So I have been sitting on something for a while now, about two months. A lot of people in my world know about it but not everyone.
So rather than having to explain it to lots of people over and over which is exhausting and energy I just do not possess and because I have always been 100% honest on my blog which I have been sorely neglecting the last couple of years. I am going to talk about it here.
I was diagnosed with Bi Polar 2. Read this wiki link to find out more about it and the differences between the two some are subtle some are huge https://en.wikipedia.org/wiki/Bipolar_II_disorder
This came as a shock to me I truly expected to be diagnosed with what I already knew Social Anxiety, Depression and possibly PTSD.
To be honest I am still wrapping my head around what it means for me. It has certainly made some things much clearer and given me a greater understanding of my life as a whole and my path in life.
Of why things have not always gone on a normal path for me.
Interestingly Art Therapy is one of the top ways of Dealing with Bi Polar 2 and as someone who is a passionate crafter I often say creativity is the air that I breathe.
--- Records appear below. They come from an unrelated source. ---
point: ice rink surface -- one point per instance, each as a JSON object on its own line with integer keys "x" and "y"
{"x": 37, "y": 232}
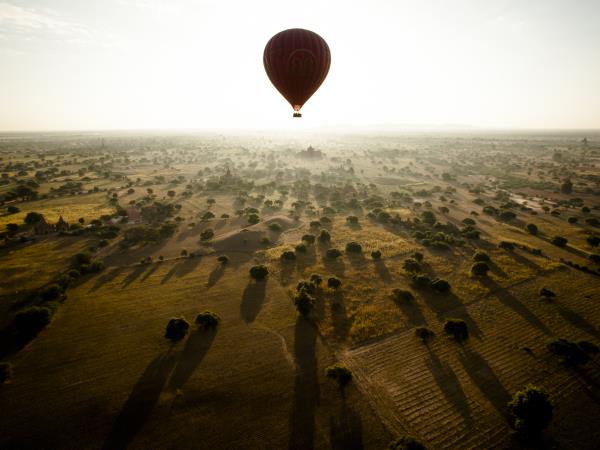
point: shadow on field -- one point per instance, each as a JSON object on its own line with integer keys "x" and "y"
{"x": 215, "y": 275}
{"x": 286, "y": 274}
{"x": 106, "y": 277}
{"x": 520, "y": 259}
{"x": 187, "y": 265}
{"x": 510, "y": 301}
{"x": 412, "y": 312}
{"x": 482, "y": 375}
{"x": 446, "y": 305}
{"x": 134, "y": 275}
{"x": 357, "y": 260}
{"x": 196, "y": 347}
{"x": 335, "y": 266}
{"x": 339, "y": 317}
{"x": 306, "y": 387}
{"x": 382, "y": 271}
{"x": 577, "y": 321}
{"x": 449, "y": 384}
{"x": 141, "y": 401}
{"x": 345, "y": 430}
{"x": 150, "y": 272}
{"x": 253, "y": 298}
Though my creativity is down a lot this year, I know it helps me at times to focus and also to get through the darkness.
Now I know why I go quiet, I am overwhelmed, or need time out from everyday life and interactions room to rest and recover and that is ok. There is nothing wrong with needing time for ourselves.
I can see the progression, I can see when it got worse and then worse again when I sunk deeper and deeper. But when I talk to the people who know about it there is so much confusion. I hear a lot of “there is a Bi Polar 2” what is the difference.
I wish I could tell you lots of them, you get longer periods of depression, you have Hyper mania instead of Mania, there are commonalities as well.
You struggle with impulse control (might be one reasons sometimes I say what I think and have also done so not sure if that is a good or bad thing)
This is not something I chose, it is not a path I would honestly wish on anyone. I have googled a lot since diagnosed and honestly am not much clearer than before I started.
It is a lot to wrap your head around and honestly the information out there can be a bit complex and not very straight forward.
However I now need to choose if I take the path of medication, I told my Dr and Shrink I would try it but I am wary after the Metaformin incident that sent my health spiralling backwards for 2 full years and even now I am still trying to pull myself out of that spiral of sucky bad health.
There are also natural things I can do, but you need a budget for that that atm I just do not have.
Honestly I am still wrapping my head around it and what changes I need to make to help myself cope and deal with this all.
The thing I find hardest is letting people in when I am in the bad places, and it is important to have people around who can say hey you don’t seem ok etc. Even though you do not want to hear it.
So this is another part of my journey that I am embarking on. It puts my life in perspective in a whole new way but it also sheds light on other things.
I have always been deeply spiritual but I find that the Self Help gurus have a very simplistic approach to Mental Illness the whole change your thoughts change your life philosophy is not a blanket cure.
Yes it helps to think positively but when something shifts in your brain and no matter how hard you want to you just can’t, when life is just barely scraping by and going through the motions a positive thought might help for a moments respite if you can muster the strength or energy but it is by no means a cure all.
People with mental illness cannot always choose their thoughts. If we could we would choose to be well!! We would choose to have a normal life, not periods of blackness and of feeling like we are swirling through a foggy mind numbing sometimes painfully torturous vortex.
I will as always when I can share my journey with you and keep doing research and trying to figure out what this not only means for me but what I can do to help myself through this into a more normal sort of life.
Big Hugs to you all
Till next we meet on life’s journey please take some time out for yourself and look after you.